A craving is an environmental cue that triggers the desire to eat a specific food. Until we satisfy that craving it often will consume our every thought, making it difficult to concentrate on much else. This is a psychological response with a scientific explanation.
Magnetic resonance imaging (MRI) studies on the brain, as outlined in the Tufts Nutrition article “The Craving Brain” by Katie Fesler, show that food cravings originate in the same area of the brain as drug addictions; the areas responsible for emotions and memory. Cravings result where emotions and memory create a conditioned pleasurable response. An action triggers a positive emotion, so we then continue to practice that action so we may continue to feel the desired affect.This association leads to a learned a behavior, or formed habit. In other words, if you eat ice cream and it tastes good and makes you happy, you will no doubt want to eat it again soon so you can feel happy, again.
Hormone receptors in the brain are triggered to make feel-good chemicals with the intake of various, tasty foods. The more often we tap these receptors, the less sensitive we are to the good feelings they produce, and we need more to feel the same enjoyable response, leading to over consumption of these “feel good” foods.
More often than not, cravings are for salty, sweet, highly caloric foods, as demonstrated in a study done by Susan Roberts at Tufts University. Therefore, recognizing and controlling our cravings can benefit our health, as we can control our consumption of these less than ideal foods in our diet.
All of our senses- image, smell, even sound- can trigger positive memories and emotions associated with a specific food and lead to a craving. For example: smelling fresh baked bread, seeing a billboard with a picture of a milkshake and fries, or hearing the crinkle of a chip bag. Even reading these words may be triggering a craving! Other conditioned responses include special occasions; at a birthday party we will eat cake. Or time of day; it is noon therefore I must eat lunch.
To make it worse, there are so many choices out there! The food industry produces thousands of new foods and beverages every year, and this industry is very good at playing to our senses so that we will crave their products. We want and need variety in our diets, and with too must restraint we tend to increase our cravings, however too many food product choices- too much advertisement, too much sensory overload- can lead to increased cravings and poor control of caloric intake.

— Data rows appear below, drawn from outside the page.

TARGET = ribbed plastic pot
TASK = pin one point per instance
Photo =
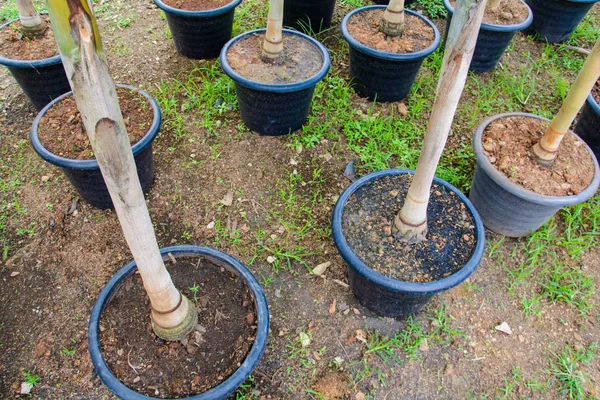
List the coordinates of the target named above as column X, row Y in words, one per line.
column 200, row 34
column 555, row 20
column 226, row 261
column 381, row 75
column 588, row 125
column 308, row 15
column 390, row 297
column 85, row 175
column 41, row 80
column 492, row 40
column 274, row 109
column 507, row 208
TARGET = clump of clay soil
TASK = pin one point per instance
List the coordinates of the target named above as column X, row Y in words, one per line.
column 61, row 129
column 364, row 27
column 507, row 143
column 510, row 12
column 300, row 60
column 367, row 225
column 209, row 355
column 197, row 5
column 16, row 47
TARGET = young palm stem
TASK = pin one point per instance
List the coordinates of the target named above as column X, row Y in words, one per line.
column 76, row 32
column 32, row 24
column 273, row 43
column 546, row 149
column 410, row 225
column 392, row 22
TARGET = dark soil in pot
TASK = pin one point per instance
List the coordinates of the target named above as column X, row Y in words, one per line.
column 588, row 124
column 369, row 215
column 61, row 129
column 496, row 32
column 507, row 143
column 385, row 69
column 274, row 98
column 34, row 63
column 225, row 333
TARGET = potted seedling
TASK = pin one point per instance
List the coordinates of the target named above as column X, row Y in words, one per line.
column 199, row 28
column 309, row 16
column 275, row 72
column 555, row 20
column 27, row 49
column 523, row 176
column 407, row 235
column 387, row 47
column 130, row 302
column 502, row 19
column 588, row 124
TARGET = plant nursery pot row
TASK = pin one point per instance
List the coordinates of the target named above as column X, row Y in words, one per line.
column 392, row 297
column 275, row 109
column 41, row 80
column 555, row 20
column 492, row 41
column 509, row 208
column 85, row 175
column 382, row 75
column 229, row 266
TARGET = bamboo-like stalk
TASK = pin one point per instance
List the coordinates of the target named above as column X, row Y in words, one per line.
column 546, row 149
column 273, row 43
column 32, row 24
column 76, row 32
column 392, row 21
column 410, row 225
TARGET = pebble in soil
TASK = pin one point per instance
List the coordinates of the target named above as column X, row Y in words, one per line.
column 367, row 220
column 209, row 355
column 300, row 60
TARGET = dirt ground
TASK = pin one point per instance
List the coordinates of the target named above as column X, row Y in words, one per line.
column 59, row 253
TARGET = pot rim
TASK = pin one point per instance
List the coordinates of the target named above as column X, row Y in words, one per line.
column 275, row 87
column 197, row 14
column 395, row 285
column 497, row 27
column 39, row 63
column 62, row 162
column 355, row 44
column 519, row 191
column 224, row 388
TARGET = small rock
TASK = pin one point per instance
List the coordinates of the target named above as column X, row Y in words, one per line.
column 321, row 268
column 504, row 328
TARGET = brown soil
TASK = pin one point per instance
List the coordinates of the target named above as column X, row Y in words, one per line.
column 196, row 5
column 61, row 129
column 211, row 353
column 510, row 12
column 364, row 27
column 14, row 46
column 596, row 92
column 300, row 60
column 368, row 217
column 507, row 143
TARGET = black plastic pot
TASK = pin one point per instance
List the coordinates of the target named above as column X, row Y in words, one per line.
column 508, row 208
column 588, row 125
column 41, row 80
column 390, row 297
column 308, row 15
column 200, row 34
column 381, row 75
column 274, row 109
column 239, row 376
column 492, row 40
column 85, row 175
column 555, row 20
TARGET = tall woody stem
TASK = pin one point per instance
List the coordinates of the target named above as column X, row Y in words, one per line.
column 76, row 32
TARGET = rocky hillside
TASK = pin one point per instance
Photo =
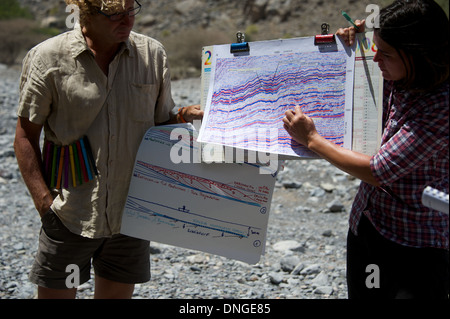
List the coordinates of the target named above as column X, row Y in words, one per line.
column 185, row 26
column 262, row 19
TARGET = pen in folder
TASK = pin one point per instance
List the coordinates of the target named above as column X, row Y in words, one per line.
column 347, row 17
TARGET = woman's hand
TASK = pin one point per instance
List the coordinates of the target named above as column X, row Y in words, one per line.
column 300, row 126
column 191, row 113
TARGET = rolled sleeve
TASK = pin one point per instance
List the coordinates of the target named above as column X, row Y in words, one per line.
column 35, row 98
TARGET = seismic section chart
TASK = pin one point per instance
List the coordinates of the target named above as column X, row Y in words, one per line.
column 249, row 95
column 216, row 208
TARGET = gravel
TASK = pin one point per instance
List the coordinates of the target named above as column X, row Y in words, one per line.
column 305, row 249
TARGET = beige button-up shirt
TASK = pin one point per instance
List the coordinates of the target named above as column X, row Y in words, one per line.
column 64, row 89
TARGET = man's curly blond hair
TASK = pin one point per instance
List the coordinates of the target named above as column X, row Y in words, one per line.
column 90, row 7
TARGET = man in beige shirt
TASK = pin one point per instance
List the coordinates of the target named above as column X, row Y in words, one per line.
column 107, row 85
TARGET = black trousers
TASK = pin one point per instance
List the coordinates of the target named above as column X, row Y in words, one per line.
column 380, row 269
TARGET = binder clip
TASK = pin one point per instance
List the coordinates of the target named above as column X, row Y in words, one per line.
column 325, row 38
column 240, row 45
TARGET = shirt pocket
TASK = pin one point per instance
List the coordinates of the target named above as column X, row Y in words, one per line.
column 143, row 97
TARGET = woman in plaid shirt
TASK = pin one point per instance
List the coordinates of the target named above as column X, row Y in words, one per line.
column 397, row 247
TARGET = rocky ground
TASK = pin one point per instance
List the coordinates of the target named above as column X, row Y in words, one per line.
column 305, row 251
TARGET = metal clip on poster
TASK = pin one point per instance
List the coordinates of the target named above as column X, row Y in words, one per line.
column 240, row 45
column 325, row 37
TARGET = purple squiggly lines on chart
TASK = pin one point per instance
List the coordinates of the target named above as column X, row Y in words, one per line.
column 253, row 93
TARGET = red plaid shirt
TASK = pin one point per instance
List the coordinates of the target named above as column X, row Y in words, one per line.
column 414, row 154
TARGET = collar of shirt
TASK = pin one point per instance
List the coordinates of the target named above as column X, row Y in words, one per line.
column 78, row 44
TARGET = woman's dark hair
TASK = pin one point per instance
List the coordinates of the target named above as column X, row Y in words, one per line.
column 419, row 28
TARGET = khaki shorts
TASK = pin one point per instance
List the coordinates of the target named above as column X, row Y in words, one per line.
column 119, row 258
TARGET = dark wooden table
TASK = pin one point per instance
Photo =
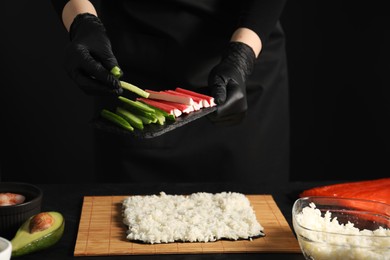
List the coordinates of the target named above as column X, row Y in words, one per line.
column 68, row 198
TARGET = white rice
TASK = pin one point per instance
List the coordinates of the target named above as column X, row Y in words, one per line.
column 329, row 244
column 198, row 217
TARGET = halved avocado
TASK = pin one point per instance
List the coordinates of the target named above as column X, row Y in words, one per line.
column 26, row 242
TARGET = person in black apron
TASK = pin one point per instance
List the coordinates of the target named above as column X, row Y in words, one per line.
column 162, row 45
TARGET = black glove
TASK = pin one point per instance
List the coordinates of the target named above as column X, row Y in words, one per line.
column 227, row 83
column 89, row 59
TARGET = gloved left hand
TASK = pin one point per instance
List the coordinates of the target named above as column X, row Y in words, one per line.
column 90, row 61
column 227, row 83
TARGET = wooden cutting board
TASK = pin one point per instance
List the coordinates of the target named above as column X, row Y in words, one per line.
column 101, row 232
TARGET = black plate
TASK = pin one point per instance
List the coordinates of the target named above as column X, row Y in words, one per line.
column 152, row 130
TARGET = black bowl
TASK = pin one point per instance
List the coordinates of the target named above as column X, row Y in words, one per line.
column 13, row 216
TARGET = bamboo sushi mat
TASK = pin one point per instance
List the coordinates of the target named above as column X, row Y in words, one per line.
column 101, row 232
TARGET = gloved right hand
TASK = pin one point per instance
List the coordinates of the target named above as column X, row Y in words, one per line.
column 89, row 59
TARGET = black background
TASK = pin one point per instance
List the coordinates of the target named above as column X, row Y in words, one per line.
column 338, row 65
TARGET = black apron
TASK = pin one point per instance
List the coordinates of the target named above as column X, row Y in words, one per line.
column 168, row 44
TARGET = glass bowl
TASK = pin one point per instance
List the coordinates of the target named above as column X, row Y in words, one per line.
column 342, row 228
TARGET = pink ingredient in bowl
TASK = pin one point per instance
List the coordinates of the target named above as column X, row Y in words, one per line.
column 9, row 199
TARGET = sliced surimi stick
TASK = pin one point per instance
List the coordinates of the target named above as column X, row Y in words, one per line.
column 182, row 107
column 207, row 100
column 163, row 95
column 167, row 108
column 198, row 102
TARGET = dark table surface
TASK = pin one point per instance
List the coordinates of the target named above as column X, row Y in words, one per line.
column 68, row 198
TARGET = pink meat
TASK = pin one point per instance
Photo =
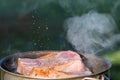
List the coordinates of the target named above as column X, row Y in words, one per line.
column 48, row 65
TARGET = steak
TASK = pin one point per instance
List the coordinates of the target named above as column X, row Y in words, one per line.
column 63, row 64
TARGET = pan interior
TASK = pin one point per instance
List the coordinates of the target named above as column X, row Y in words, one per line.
column 97, row 64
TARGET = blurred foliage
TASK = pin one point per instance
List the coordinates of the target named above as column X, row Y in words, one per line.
column 114, row 57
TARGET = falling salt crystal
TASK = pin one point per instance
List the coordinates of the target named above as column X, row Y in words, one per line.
column 33, row 23
column 46, row 28
column 39, row 27
column 35, row 43
column 33, row 16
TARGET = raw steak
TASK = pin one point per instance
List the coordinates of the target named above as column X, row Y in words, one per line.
column 60, row 65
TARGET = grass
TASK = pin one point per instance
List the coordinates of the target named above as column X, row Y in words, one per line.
column 114, row 57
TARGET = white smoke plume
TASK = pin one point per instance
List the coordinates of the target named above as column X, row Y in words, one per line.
column 91, row 32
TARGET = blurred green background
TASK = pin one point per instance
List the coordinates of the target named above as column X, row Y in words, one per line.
column 31, row 25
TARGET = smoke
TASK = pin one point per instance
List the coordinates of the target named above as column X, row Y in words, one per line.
column 92, row 32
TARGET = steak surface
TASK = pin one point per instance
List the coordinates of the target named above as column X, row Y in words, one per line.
column 63, row 64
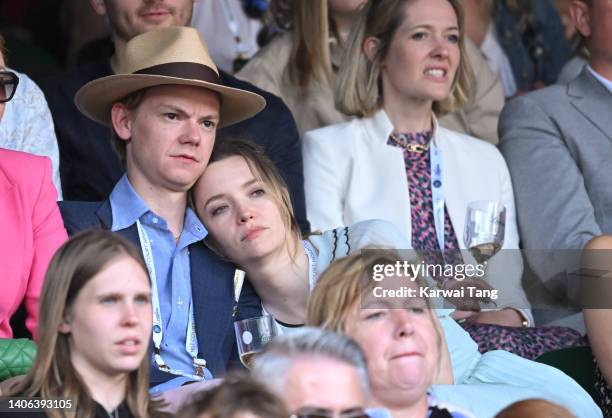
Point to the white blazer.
(352, 175)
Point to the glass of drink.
(252, 334)
(484, 230)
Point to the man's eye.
(144, 299)
(209, 124)
(374, 315)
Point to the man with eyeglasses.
(317, 373)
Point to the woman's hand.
(506, 317)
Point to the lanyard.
(238, 282)
(312, 263)
(191, 343)
(435, 156)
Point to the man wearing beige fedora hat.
(164, 106)
(89, 167)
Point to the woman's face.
(109, 323)
(424, 54)
(401, 345)
(238, 212)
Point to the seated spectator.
(523, 41)
(245, 206)
(32, 230)
(483, 383)
(379, 166)
(559, 136)
(301, 65)
(89, 166)
(316, 373)
(164, 125)
(233, 30)
(597, 257)
(94, 331)
(235, 397)
(25, 120)
(531, 408)
(402, 344)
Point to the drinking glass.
(252, 334)
(484, 230)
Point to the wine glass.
(484, 230)
(252, 334)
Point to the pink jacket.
(31, 230)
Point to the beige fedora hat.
(175, 55)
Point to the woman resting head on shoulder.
(246, 208)
(95, 330)
(238, 396)
(401, 337)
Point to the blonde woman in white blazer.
(413, 50)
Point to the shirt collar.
(607, 83)
(127, 206)
(194, 226)
(380, 126)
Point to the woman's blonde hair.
(266, 173)
(358, 84)
(343, 285)
(309, 23)
(52, 374)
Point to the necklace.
(402, 141)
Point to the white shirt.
(607, 83)
(27, 125)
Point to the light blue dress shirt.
(173, 273)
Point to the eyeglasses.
(327, 413)
(8, 85)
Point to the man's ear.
(370, 47)
(581, 16)
(122, 123)
(98, 6)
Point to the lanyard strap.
(191, 341)
(435, 156)
(238, 282)
(312, 263)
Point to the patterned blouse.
(418, 172)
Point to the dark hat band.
(187, 70)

Tips to Beat the Cravings:
1. Visualization. Picture or imagine a task, activity, or anything that is not food. Since cravings come from the same area of the brain as memory recall, using the brain for other purposes means you can not use it to think about or imagine food.
2. Smells. Smelling food can trigger a desire to eat, so smelling non-food will not, yet can still be pleasant. Light a candle, burn some incense, put on lotion, etc.
3. Move. Walk or otherwise get up and move when you feel a craving come on; this will change your environment and senses used.
4. Don’t deny. As stated above, we need variety, but too much can be hard to control, and denying ourselves foods can also lead to increased cravings for them. So, pick a group of wholesome foods you like and stick with these as the bulk of your diet, rotating foods seasonally. Then, pick a few indulgences, one or two, that you normally might crave and you know are not in the wholesome, healthful diet category you have already established, and allow yourself these without over doing the portions.
If your whole diet consists of these indulgences, the goal will be to cut back and replace them slowly, so it is not overly dramatic on your mood or memory!
Katie Fesler, “The Craving Brain” Tufts Nutrition. Winter 2014, p 14-17.